Voci documento malpancisti per commissariarlo. Gelo Conte-Grillo

La forza di Luigi Di Maio è che il M5S al momento sembra poter solo governare e cercare di farlo bene. Ma dopo la batosta in Umbria il leader torna nel mirino dei critici interni, una fronda che secondo alcune voci insistenti all'interno del Movimento, potrebbe far emergere un documento di alcune decine di deputati, che al momento scarseggia di firme, per chiederne almeno un ridimensionamento, una sorta di commissariamento.
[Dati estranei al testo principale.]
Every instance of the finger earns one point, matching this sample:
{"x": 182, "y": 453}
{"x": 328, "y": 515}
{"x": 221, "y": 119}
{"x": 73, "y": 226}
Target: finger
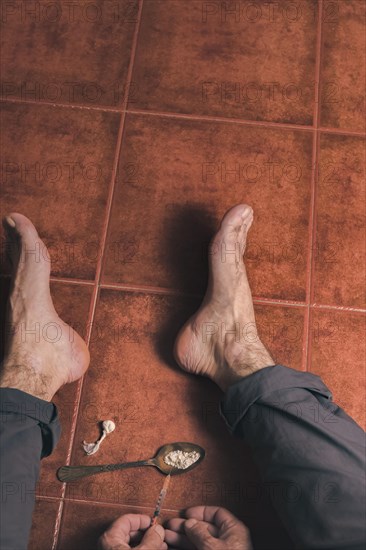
{"x": 197, "y": 532}
{"x": 153, "y": 539}
{"x": 120, "y": 530}
{"x": 177, "y": 525}
{"x": 178, "y": 540}
{"x": 212, "y": 514}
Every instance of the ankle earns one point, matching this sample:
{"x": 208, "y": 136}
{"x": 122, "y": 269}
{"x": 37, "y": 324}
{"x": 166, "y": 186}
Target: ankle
{"x": 254, "y": 358}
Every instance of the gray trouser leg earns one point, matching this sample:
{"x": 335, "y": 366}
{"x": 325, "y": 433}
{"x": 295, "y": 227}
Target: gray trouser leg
{"x": 29, "y": 431}
{"x": 309, "y": 452}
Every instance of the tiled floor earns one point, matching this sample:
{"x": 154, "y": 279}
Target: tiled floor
{"x": 128, "y": 128}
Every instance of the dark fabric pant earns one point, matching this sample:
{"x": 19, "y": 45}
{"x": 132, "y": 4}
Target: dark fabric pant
{"x": 307, "y": 449}
{"x": 29, "y": 431}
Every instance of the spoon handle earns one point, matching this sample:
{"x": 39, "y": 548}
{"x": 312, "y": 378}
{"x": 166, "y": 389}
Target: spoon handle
{"x": 71, "y": 473}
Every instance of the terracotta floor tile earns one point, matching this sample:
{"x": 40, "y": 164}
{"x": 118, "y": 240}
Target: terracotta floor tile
{"x": 72, "y": 304}
{"x": 343, "y": 65}
{"x": 338, "y": 356}
{"x": 340, "y": 247}
{"x": 253, "y": 62}
{"x": 93, "y": 520}
{"x": 43, "y": 526}
{"x": 57, "y": 167}
{"x": 61, "y": 55}
{"x": 175, "y": 183}
{"x": 134, "y": 381}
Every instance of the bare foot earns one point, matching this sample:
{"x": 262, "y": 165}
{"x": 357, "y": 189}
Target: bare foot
{"x": 43, "y": 353}
{"x": 221, "y": 341}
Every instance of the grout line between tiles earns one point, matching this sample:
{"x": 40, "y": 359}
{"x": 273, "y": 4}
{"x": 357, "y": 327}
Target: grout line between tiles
{"x": 66, "y": 280}
{"x": 187, "y": 116}
{"x": 94, "y": 299}
{"x": 338, "y": 131}
{"x": 211, "y": 118}
{"x": 314, "y": 180}
{"x": 104, "y": 108}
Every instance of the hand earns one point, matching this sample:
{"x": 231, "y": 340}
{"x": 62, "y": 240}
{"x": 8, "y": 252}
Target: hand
{"x": 208, "y": 528}
{"x": 128, "y": 529}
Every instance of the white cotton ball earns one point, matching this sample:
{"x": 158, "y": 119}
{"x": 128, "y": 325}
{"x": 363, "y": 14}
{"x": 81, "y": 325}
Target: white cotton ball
{"x": 108, "y": 426}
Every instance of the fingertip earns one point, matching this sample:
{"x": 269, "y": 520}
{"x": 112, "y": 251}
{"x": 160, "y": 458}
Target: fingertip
{"x": 190, "y": 523}
{"x": 159, "y": 530}
{"x": 10, "y": 221}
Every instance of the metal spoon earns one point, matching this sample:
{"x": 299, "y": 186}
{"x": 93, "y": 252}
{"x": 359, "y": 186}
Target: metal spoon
{"x": 71, "y": 473}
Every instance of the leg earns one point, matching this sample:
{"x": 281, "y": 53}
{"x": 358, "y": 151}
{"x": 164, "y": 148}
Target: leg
{"x": 34, "y": 368}
{"x": 308, "y": 450}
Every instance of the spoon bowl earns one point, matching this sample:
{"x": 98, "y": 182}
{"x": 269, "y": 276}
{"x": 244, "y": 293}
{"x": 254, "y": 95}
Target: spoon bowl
{"x": 72, "y": 473}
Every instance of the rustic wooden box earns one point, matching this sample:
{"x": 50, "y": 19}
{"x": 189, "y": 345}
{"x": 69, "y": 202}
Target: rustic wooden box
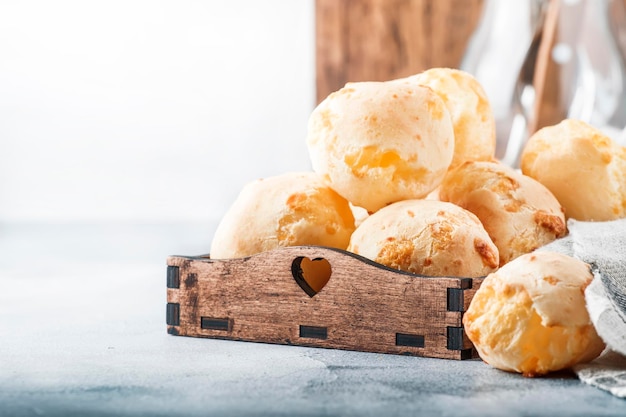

Ma la guerra fredda nel MoVimento sembra coinvolgere anche Beppe Grillo e Giuseppe Conte, che hanno scommesso forte sull'alleanza con il Pd, anche a livello locale e sono intenzionati a tenere la linea. Di Maio invece dice chiaro "possiamo metterci con movimenti che lavorano sul territorio, non con altre forze politiche". La divaricazione tra il capo politico M5S e il premier è latente - si racconta in ambienti della maggioranza - anche se Di Maio assicura di essere "molto orgoglioso di aver dato agli italiani un presidente del Consiglio come Giuseppe Conte".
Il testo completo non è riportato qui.